Flashback: Joe Walsh Sings Bob Dylan’s Favorite Eagles Song
Up until this year, Bob Dylan had never really expressed much interest in the Eagles. But then in his epic song “Murder Most Foul,” released in March, he called out Don Henley and Glenn Frey by name, along with their 1975 classic “Take It to the Limit.” That inspired historian Douglas Brinkley to ask Dylan to name his favorite Eagles song when he interviewed him recently for The New York Times.
“‘New Kid in Town,’ ‘Life in the Fast Lane,’ ‘Pretty Maids All in a Row,’” Dylan said. “That could be one of the best songs ever.”
All three songs he picked appear on Hotel California. “New Kid in Town” was written by Henley, Frey, and their longtime buddy J.D. Souther. “Life in the Fast Lane” is by Henley, Frey, and Joe Walsh. But “Pretty Maids All in a Row” is one of just two songs on the album (along with Randy Meisner’s “Try and Love Again”) where Henley and Frey receive no songwriting credits. It was written by Joe Walsh along with drummer Joe Vitale.
In a 2018 interview with The College Crowd Digs Me, Vitale looked back at the creation of the song. “They were making Hotel California and Joe Walsh was writing this song,” he said. “And he didn’t quite have a title for it yet. He had a couple verses of lyrics and he had verse music. He had a beautiful start. And Joe called and asked if I’d help him finish writing this song. So I went over to his house. I heard what he had and I sat down at his piano and I threw a few things at him. We were there for two or three hours, until we finally arrived at it. I wrote the chorus and added changes in the chorus. And then he added the words. And in a matter of two or three hours, we finished it.”

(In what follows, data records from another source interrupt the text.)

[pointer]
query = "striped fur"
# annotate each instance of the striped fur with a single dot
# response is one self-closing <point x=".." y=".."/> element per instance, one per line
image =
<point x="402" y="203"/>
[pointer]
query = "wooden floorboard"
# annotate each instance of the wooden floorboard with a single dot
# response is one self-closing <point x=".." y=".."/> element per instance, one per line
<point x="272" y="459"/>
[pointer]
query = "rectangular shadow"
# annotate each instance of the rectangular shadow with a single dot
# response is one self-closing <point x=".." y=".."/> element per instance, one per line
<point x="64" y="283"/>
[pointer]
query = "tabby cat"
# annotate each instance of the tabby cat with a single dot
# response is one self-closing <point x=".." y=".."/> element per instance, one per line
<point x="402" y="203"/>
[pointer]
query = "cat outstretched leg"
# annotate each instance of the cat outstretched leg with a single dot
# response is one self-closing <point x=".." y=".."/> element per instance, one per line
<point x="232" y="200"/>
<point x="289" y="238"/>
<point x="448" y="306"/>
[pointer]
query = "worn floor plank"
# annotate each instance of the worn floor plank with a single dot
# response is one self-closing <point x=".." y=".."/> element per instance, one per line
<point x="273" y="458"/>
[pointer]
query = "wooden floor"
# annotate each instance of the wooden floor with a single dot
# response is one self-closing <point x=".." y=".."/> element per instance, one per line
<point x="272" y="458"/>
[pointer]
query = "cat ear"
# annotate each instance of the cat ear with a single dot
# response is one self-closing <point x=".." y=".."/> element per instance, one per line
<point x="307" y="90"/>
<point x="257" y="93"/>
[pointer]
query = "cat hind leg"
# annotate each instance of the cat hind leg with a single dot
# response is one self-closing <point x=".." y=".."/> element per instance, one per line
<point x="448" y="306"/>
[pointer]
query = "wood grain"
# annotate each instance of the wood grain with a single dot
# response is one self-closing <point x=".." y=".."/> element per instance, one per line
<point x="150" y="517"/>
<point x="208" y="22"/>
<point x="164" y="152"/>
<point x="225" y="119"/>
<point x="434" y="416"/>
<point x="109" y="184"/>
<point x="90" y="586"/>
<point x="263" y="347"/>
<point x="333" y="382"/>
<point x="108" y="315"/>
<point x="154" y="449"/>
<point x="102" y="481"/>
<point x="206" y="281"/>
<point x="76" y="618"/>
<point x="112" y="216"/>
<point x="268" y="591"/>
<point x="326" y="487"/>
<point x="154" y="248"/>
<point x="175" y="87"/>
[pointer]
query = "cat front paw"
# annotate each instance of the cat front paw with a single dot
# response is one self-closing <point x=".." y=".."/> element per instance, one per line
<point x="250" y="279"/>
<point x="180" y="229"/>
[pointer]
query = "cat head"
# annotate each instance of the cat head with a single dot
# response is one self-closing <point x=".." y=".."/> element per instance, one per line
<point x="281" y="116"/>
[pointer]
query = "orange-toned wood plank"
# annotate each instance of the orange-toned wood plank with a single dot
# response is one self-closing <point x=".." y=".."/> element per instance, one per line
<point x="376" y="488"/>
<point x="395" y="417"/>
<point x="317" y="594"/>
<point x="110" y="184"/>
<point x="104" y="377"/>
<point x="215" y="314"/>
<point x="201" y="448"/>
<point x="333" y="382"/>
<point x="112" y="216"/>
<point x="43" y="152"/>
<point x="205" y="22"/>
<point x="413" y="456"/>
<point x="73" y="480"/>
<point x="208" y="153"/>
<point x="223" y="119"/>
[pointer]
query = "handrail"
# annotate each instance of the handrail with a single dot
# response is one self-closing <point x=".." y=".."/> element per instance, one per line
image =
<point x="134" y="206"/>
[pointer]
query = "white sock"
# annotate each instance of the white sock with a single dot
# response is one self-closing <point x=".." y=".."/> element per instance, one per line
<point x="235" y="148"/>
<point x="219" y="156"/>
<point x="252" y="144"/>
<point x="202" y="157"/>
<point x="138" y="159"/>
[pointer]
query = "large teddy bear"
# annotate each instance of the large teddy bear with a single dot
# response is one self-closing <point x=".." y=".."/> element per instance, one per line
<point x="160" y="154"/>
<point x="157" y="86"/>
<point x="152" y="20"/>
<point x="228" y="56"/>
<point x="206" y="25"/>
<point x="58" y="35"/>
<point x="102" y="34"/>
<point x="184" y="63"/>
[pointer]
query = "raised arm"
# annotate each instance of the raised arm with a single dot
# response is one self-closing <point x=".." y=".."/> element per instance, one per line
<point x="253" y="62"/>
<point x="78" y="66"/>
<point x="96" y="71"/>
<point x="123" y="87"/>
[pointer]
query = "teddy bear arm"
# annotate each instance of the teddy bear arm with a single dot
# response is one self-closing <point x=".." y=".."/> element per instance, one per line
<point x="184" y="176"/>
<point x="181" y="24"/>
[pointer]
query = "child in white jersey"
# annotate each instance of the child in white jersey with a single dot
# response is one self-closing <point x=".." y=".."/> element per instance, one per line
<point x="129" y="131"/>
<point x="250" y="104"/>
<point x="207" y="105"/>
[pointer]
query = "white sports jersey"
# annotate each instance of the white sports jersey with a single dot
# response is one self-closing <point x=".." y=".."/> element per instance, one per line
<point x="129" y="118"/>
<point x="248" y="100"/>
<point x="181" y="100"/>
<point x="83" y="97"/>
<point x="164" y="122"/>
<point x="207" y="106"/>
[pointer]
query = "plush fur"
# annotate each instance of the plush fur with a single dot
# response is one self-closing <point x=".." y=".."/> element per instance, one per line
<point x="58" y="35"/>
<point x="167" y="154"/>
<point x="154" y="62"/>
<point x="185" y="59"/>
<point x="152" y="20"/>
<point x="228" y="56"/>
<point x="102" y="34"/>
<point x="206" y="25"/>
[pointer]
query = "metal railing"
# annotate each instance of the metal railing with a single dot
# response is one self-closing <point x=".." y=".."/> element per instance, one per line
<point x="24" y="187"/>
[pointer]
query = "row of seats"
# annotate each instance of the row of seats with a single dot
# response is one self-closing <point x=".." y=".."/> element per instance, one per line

The mournful ballad about lost love fits in perfectly on Side Two of the record between “Victim of Love” and “Try and Love Again.” “‘Pretty Maids’ is kind of a melancholy reflection on my life so far,” Walsh has said. “And I think we tried to represent it as a statement that would be valid for people from our generation on life so far.”
Here’s video of the Eagles performing it at their 1994 Hell Freezes Over reunion concert. It was a beloved classic by that time, but Walsh and Vitale could never have dreamed that the greatest songwriter of all time would name it “one of the best songs ever” 26 years later. Maybe now that Dylan appears to be done recording Sinatra standards, he can tackle the Eagles catalog on his next covers record.